File

Supermetal ingests files from object stores (S3, GCS, Azure Blob) and filesystems. Format, compression, and CSV dialect are detected from the files themselves. Syncs are incremental, processing only changed files. Every file streams through the pipeline without local disk or a file size cap.

Supported Backends

Backend	URL Format
Amazon S3	`s3://bucket/path`
Google Cloud Storage	`gs://bucket/path`
Azure Blob Storage	`az://container/path`
Local Filesystem	`file:///absolute/path`
SFTP (coming soon)	`sftp://host/path`
FTP (coming soon)	`ftp://host/path`

S3 compatible stores (MinIO, Cloudflare R2) use the S3 backend with a custom endpoint.

Supported Formats

Format	Extensions
Parquet	`.parquet`
CSV	`.csv`, `.tsv`, `.psv`
JSON (coming soon)	`.json`, `.jsonl`, `.ndjson`
Avro (coming soon)	`.avro`
Excel (coming soon)	`.xlsx`, `.xls`

Compression

Compression	Extensions
Gzip	`.gz`, `.gzip`
Zstandard	`.zst`, `.zstd`
Bzip2	`.bz2`
XZ	`.xz`
LZMA	`.lzma`
Brotli	`.br`
Deflate	`.deflate`
Zlib	`.zz`

Compression is detected from the file extension. data.csv.gz is detected as gzip compressed CSV.

Archive	Extensions
ZIP	`.zip`
TAR	`.tar`, `.tar.gz`, `.tgz`, `.tar.bz2`, `.tbz2`, `.tar.xz`, `.txz`, `.tar.zst`, `.tzst`, `.tar.lzma`, `.tlz`

Prerequisites

Read access to the object store or filesystem holding your files. The Setup tabs cover credentials per backend.
Network connectivity from the Supermetal agent to the source endpoint.
Write access, only when post processing deletes or moves files after sync.

Setup

Configure AWS S3

Create IAM Policy

Create an IAM policy with read only access to your bucket. Attach this policy to an IAM user or role.

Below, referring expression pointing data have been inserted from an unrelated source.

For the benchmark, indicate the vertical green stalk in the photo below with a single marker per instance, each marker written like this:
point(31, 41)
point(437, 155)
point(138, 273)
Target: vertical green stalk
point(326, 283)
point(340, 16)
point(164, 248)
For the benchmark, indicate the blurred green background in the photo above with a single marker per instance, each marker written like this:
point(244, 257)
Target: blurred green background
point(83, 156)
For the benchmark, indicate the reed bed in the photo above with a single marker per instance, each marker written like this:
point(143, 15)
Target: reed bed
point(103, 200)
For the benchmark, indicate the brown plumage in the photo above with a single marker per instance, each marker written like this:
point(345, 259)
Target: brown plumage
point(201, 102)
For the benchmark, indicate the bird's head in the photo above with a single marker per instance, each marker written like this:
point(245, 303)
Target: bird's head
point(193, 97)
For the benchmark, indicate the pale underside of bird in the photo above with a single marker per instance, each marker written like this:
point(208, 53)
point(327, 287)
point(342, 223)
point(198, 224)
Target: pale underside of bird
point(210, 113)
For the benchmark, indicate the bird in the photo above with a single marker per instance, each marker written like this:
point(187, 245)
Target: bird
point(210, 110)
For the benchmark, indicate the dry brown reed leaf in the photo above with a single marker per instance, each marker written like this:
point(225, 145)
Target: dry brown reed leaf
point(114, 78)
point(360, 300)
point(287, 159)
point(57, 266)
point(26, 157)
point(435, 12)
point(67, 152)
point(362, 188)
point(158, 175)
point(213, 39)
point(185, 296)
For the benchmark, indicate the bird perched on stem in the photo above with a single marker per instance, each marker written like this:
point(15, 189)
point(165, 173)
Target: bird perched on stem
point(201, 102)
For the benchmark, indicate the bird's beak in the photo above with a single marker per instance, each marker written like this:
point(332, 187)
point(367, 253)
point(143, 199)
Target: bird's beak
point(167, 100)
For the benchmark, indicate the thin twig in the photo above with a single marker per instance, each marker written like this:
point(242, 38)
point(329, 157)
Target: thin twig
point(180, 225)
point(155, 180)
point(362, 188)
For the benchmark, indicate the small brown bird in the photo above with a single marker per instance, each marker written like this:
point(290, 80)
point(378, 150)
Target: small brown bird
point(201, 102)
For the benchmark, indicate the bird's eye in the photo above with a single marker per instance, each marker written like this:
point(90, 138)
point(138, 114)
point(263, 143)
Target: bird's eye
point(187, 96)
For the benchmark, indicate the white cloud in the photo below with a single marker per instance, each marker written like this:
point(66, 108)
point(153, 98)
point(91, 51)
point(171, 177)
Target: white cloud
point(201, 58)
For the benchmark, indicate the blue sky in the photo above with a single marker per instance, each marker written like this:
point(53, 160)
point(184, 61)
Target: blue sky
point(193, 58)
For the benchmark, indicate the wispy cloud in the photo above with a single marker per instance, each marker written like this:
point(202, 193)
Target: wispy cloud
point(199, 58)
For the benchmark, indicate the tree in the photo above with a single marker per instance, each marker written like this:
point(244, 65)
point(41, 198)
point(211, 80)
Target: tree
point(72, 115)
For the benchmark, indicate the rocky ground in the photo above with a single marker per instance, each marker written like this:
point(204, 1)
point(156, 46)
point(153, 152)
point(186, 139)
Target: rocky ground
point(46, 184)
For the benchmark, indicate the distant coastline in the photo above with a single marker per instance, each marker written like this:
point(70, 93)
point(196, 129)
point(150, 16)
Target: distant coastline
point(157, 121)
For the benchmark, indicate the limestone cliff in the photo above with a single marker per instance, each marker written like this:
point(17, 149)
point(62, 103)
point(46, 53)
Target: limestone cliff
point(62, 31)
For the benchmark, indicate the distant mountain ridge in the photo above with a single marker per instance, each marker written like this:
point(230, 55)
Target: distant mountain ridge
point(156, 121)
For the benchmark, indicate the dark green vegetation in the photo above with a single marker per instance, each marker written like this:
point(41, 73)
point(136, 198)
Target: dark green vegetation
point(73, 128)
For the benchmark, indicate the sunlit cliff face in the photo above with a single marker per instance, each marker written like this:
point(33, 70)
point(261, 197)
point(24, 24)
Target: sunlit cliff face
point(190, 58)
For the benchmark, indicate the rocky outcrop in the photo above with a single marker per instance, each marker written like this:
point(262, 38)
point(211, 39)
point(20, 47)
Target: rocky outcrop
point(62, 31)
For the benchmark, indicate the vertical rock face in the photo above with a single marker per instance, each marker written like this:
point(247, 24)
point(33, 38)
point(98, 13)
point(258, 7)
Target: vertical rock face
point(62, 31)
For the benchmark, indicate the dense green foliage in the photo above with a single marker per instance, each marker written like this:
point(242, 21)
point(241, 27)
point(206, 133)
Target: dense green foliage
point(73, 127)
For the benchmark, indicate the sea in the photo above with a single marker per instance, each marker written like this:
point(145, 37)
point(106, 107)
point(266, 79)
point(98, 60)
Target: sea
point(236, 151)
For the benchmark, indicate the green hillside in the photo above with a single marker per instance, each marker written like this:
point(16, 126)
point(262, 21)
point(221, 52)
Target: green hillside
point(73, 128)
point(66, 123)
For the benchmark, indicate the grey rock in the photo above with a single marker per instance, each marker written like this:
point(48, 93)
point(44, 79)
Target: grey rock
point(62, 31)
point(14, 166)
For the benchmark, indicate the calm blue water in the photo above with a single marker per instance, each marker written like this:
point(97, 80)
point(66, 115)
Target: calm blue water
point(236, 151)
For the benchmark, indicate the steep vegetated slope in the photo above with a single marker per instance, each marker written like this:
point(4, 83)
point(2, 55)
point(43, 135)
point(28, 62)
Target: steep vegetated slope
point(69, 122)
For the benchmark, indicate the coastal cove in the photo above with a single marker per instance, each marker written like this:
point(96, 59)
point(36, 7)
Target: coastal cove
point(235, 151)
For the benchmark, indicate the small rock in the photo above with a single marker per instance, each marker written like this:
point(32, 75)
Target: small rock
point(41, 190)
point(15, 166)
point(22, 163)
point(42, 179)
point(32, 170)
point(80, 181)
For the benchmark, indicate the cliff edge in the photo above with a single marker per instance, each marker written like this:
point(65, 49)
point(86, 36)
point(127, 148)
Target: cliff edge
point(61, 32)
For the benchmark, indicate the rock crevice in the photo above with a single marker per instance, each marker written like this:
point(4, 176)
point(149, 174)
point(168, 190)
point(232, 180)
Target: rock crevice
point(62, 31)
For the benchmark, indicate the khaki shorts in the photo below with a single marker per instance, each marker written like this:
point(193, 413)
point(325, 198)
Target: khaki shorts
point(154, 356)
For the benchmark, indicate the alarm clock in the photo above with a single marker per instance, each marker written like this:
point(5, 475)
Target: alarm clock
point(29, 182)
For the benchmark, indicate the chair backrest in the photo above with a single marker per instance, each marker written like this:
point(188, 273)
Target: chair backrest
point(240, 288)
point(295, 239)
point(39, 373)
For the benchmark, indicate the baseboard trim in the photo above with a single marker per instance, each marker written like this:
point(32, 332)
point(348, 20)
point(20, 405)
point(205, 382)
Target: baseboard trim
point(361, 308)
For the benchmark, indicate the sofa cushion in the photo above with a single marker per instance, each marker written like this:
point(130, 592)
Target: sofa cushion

Navigate to the AWS IAM Console.
Go to Policies and click "Create policy".
Select "JSON" and paste the following policy document:

Create a policy document file from the following template and run:

aws iam create-policy \
    --policy-name supermetal-file-source-policy \
    --policy-document file://policy.json

{
    "Version": "2012-10-17",
    "Statement": [
        {
            "Sid": "SupermetalFileSourcePolicy",
            "Effect": "Allow",
            "Action": [
                "s3:GetObject",
                "s3:ListBucket"
            ],
            "Resource": [
                "arn:aws:s3:::your-bucket/*",
                "arn:aws:s3:::your-bucket"
            ]
        }
    ]
}

Post processing

If using post processing (delete or move files after sync), add s3:DeleteObject and s3:PutObject to the policy.

Connection details

You need the following:

Bucket name
Region
Access key ID (optional)
Secret access key (optional)

Instance Profile

When running on AWS (EC2, ECS, EKS), you can use an instance profile or IAM role instead of access keys. Attach the policy to your instance role and leave the access key fields empty.

S3 compatible stores

For S3-compatible stores (MinIO, Cloudflare R2, Wasabi), also specify the custom endpoint URL.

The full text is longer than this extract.